Interested in supporting me and gaining early access to the Web Security Academy videos when they're recorded? Consider buying my course: academy.ranakhalil.com/p/web-security-academy-video-series! ✨ ✨
thanks a lot for the walkthrough, the entire series has been a blast!, I admire you: working until 2:30 am in the morning is just for experts!, amazing, seriously
Amazing work and tutorial series. Keep up the good work Rana. Just a quick point, for efficiency - at intrusion part - we could just check if length of password is = to the payload (in this case numbers 1~25) instead of > . This way only the exact length (20) will take 10sec. ...LENGTH(password)=§1§...
tnx a lot professor i have one question when we use substr and when we use substring function in latest Labs somewhere we used substring like this example: ' and (select substring(password,1,1) from users where username='administrator')='a'-- and somewhere we used substr like this example: ' || (select CASE WHEN (1=1) THEN TO_CHAR(1/0) ELSE '' END FROM users where username='administrator' and substr(password,1,1)='a') || '
I tried over and over again, and downloaded this Python script and used it, changed the TrackingId and session and URL to match my fresh session, and was not able to get this to work. the Python Script runs, but never retrieves a result. It just continues to cycle through the ASCII characters. I'm on Python 3.11.6 on OSX 14 Sonoma.
I tried this again in the morning, with a fresh start, and the python script works.
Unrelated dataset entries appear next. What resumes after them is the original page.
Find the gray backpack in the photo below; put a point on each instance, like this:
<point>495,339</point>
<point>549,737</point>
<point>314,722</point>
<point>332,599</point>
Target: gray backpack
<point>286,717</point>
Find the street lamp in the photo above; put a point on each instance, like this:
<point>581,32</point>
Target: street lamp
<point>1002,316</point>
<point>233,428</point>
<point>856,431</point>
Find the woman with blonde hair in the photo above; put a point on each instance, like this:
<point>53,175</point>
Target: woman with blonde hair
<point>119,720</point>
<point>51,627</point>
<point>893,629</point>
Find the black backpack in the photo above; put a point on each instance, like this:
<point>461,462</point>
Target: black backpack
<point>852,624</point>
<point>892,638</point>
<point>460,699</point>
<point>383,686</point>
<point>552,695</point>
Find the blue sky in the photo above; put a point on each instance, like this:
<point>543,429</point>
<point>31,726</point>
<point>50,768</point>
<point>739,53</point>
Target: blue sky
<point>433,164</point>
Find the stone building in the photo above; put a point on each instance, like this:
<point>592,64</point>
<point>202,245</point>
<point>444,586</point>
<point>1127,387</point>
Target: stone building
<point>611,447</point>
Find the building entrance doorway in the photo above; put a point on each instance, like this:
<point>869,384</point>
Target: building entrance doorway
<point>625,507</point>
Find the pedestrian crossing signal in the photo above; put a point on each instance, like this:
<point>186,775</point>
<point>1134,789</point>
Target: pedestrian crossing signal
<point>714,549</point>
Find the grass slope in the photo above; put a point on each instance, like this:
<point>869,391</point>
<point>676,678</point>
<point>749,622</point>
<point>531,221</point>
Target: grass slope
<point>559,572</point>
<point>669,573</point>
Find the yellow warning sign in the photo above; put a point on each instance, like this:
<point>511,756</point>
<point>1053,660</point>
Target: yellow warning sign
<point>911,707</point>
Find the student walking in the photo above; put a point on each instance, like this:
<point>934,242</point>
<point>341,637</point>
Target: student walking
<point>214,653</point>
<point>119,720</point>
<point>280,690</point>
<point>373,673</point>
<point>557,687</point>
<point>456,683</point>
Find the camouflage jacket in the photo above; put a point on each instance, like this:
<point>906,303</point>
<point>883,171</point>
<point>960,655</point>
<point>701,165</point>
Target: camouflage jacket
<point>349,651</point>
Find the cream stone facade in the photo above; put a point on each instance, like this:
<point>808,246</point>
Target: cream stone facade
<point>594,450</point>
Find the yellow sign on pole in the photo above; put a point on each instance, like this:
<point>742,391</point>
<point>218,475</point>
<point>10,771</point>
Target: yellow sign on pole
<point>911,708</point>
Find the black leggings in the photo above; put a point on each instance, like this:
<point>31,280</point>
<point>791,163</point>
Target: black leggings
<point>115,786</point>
So it's not my python version, and I'm using the same code, the only difference I can see is that I added the /filter?category=Pets to the url.
Is there a way to get the trackingid and session cookies using the script itself rather than having to add it manually? I tried using the r.cookies.get_dict() method but the cookies don't match with the ones opened in the lab probably because I'm sending another request to get the cookies.